IMF attack "a very major breach"
Although no statement has been released on the web site of the International Monetary Fund (IMF), it has been reported by the New York Times and Bloomberg that the IMF has been the victim of a "large and serious" cyber attack. The full extent of the attack has not been revealed, but it has been said that the attackers were able to plant software on a computer within the IMF which enabled them to have some level of external access to its network. The software may well have been planted as a result of a targeted spear phishing attack; the IMF’s chief information officer, Jonathan Palmer, sent out an email warning employees of “increased phishing activity”. The World Bank took the problem seriously and, as a precaution, severed the network connection that allows the two organisations to share data.
According to the Bloomberg report, the attack appears to have been mounted by a foreign government, although no specific country was named. The same report quoted an unnamed source as stating that the IMF lost a "large quantity" of data which included emails and other documents. Some of the information held by the IMF is highly sensitive, much of it dealing with countries suffering financial difficulties and the negotiations in which they are involved. Very large sums of money are involved in these negotiations, around £56 billion last year in emergency loans.
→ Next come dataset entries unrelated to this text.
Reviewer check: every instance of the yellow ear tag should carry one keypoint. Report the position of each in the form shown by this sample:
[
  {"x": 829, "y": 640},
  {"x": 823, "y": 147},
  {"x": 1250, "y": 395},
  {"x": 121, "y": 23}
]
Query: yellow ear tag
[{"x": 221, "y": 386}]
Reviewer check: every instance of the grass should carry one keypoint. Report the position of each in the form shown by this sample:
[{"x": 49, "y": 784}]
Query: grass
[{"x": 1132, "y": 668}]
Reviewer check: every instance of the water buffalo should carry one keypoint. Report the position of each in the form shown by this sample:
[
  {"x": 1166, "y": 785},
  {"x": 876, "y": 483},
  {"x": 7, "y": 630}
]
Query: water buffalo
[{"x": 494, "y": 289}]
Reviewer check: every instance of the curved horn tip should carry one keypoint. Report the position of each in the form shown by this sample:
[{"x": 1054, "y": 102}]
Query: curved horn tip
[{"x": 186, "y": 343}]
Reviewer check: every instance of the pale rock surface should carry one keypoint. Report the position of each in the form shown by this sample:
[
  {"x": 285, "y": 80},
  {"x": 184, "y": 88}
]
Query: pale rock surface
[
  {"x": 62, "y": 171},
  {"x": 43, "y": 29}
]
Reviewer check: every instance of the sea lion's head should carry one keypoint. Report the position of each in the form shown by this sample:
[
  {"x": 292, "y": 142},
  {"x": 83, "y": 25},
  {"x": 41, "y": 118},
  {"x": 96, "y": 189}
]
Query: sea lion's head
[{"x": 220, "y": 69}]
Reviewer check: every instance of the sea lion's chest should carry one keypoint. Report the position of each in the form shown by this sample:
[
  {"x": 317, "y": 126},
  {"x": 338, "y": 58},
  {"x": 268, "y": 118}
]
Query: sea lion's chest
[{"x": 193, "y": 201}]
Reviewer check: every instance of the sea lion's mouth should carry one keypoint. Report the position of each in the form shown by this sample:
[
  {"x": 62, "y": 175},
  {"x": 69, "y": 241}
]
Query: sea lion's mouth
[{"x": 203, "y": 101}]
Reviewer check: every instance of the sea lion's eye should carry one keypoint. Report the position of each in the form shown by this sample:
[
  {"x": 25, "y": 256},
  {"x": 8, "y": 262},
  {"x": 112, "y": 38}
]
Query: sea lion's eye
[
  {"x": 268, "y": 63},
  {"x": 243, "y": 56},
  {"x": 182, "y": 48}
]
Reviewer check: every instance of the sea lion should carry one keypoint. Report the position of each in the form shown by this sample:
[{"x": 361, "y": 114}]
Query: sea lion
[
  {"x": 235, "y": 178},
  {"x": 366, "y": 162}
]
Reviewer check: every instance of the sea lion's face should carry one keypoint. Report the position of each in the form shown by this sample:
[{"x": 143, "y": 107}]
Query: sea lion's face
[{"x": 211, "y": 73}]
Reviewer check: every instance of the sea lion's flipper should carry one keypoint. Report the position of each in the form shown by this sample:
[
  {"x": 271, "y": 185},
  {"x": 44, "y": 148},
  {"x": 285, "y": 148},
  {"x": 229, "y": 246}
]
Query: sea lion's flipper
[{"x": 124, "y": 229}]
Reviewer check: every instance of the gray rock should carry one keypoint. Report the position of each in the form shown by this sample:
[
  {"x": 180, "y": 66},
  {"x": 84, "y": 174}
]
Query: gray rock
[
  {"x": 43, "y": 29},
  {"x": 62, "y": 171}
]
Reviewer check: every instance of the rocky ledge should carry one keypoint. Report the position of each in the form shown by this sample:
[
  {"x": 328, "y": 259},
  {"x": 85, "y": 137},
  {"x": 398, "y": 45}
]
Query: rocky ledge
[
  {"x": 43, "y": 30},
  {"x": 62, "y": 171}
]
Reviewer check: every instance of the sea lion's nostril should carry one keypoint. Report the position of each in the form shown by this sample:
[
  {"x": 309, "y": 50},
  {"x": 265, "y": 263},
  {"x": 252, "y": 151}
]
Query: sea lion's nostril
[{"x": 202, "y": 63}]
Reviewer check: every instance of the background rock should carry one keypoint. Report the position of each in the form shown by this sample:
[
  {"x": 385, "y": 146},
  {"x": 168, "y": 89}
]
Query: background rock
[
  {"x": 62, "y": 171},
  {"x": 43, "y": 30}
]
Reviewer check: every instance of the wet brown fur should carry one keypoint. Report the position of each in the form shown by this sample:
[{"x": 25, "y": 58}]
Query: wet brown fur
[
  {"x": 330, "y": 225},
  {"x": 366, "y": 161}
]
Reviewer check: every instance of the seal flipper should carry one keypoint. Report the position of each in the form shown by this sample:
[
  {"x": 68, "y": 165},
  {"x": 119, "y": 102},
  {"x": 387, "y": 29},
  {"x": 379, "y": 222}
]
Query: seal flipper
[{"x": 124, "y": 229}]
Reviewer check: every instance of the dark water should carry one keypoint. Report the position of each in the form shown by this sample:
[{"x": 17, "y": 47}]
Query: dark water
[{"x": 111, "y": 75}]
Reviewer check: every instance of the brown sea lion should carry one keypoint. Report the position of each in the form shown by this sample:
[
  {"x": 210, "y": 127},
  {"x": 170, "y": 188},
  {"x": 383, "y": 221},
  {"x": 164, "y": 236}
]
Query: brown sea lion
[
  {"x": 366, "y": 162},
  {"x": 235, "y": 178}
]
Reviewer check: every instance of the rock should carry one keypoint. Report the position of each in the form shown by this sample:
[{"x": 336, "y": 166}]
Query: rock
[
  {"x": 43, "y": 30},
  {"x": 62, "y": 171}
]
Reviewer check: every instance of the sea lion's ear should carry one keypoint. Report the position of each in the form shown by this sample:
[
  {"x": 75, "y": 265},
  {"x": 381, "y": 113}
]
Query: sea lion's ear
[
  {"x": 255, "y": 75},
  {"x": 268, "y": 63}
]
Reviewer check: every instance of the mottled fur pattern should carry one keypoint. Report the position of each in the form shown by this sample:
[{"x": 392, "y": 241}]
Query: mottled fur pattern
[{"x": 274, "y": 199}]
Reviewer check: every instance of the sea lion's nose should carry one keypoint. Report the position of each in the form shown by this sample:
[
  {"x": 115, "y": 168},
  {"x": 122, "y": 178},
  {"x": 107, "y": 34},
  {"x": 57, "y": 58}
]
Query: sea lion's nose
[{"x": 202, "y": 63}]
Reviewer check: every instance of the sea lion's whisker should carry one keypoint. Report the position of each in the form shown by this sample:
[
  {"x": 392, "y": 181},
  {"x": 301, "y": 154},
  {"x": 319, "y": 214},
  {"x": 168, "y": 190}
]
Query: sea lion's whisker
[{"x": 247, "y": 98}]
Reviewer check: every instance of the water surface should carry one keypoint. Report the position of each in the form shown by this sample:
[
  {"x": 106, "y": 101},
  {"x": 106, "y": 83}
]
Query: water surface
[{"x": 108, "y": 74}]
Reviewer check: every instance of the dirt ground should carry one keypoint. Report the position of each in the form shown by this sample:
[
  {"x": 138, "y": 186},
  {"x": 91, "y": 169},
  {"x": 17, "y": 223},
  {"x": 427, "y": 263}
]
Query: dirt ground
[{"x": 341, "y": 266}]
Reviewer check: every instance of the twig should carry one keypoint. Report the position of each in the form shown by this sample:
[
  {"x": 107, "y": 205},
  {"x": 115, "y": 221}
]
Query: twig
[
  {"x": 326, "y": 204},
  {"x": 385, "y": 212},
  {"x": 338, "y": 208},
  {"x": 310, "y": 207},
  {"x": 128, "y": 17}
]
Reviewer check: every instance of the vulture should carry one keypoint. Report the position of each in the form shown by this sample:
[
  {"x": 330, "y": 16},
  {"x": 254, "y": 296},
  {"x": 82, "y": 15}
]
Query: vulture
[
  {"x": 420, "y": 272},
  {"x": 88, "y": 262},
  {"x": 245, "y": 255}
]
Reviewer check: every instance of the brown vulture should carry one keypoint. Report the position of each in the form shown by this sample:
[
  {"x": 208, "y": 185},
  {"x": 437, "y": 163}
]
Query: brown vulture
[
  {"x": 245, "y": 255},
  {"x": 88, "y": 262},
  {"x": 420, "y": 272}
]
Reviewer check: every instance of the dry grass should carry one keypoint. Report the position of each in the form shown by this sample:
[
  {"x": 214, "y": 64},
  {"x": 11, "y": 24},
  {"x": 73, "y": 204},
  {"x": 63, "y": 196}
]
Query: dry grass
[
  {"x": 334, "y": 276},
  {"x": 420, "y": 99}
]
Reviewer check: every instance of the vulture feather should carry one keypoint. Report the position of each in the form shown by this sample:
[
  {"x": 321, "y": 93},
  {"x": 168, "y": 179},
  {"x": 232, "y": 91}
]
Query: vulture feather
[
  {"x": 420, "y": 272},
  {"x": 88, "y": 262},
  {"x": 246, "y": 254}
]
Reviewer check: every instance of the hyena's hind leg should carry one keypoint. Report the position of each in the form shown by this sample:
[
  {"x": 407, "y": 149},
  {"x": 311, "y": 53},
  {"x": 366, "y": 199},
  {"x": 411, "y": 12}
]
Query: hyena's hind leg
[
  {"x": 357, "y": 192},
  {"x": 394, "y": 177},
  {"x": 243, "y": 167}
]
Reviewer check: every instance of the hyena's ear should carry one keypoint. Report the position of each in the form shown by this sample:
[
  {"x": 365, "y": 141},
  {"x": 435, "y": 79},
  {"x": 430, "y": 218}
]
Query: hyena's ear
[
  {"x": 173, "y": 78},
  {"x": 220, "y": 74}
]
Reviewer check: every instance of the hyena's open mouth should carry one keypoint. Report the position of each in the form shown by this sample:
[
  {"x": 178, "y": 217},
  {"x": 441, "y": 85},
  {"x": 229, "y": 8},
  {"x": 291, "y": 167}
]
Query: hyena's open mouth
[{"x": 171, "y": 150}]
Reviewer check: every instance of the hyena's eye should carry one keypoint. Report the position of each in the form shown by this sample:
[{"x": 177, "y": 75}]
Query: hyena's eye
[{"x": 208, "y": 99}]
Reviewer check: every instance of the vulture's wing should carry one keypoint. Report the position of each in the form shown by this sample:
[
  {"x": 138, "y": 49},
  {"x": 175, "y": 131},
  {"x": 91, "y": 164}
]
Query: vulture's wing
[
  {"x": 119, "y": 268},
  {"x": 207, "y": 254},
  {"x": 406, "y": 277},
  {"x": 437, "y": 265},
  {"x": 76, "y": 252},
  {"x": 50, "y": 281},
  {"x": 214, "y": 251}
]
Following on as it does from a series of cyber attacks against Google, Sony, RSA, Lockheed Martin and others, this recent attack has prompted increasing calls for concerted action, including the possibility of further regulation, to defend countries and organisations from such attacks. Reuters quoted Unilever's chief executive as saying that "This is an example of technology developing faster than the frameworks and sometimes the regulations around that".